Walrus tusks were once known as "Artic gold."
Whitewash was valued for its disinfectant properties. An outbreak of plague in 19-century Hong Kong had people whitewashing all over the place.
Zoroastrians made a sunny yellow ink from saffron, to write prayers to ward off evil.
When the Germans conquered the Island of Sark in World War II, they came to Dame Sibyl -- curfew, confiscating guns, etc. -- and one observed that she didn't seem afraid.
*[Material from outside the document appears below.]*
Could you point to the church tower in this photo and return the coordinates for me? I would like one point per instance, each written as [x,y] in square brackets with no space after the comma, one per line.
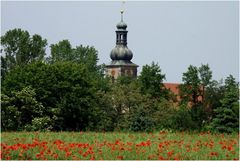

She retorted, "Is there any reason why I should be afraid of German officers?”
Pliny claimed that classical Greek artist had only black, white, yellow, and red pigments.
One rabbi prescribed that the Tashlikh should be performed in water with fish in it, because fish can not be afflicted with the evil eye.
At the trial of Harry T. Hayward for murder, the defense tried to exclude the testimony of his brother Adry saying he was insane on the subject. The judge retorted, "Well, I don't see that he is any more insane at the present time than the attorney is."
One writer on the Vedic hymns noted that while they describe the sky often -- the reddening of dawn, clouds, lightning, etc. -- they never, ever, ever mention that it's blue.
In 1907, the winner of a challenge to drive a car from Peking to Paris wrote of his experience and opened with the assertion that some would say what they had done on the trip was prove that it was impossible.
A color called the "mysterious color" was reserved to the imperial family in China. An archaeological dig finally turned it up: a drab olive.
The Spanish said, of the mines in Cerro Rico, that they could build a bridge of pure silver across the Atlantic from it, and still have silver to carry over it.
Woad was popular in the Middle Ages because blue was not covered by the sumptuary laws. On the other hand, dyers in blue and black were strictly forbidden to be dyers in yellow or red, so green was rare. (There being no reliable dyes that were green.)
In Jewish Orthodox tradition, in the seven days after their wedding, the chassan and kallah are not to go out alone, unless another person accompanies them, for their honor and to protect them from evil influences.
Pliny praised Tyrian purple as the badge that marked out senators from mere knights.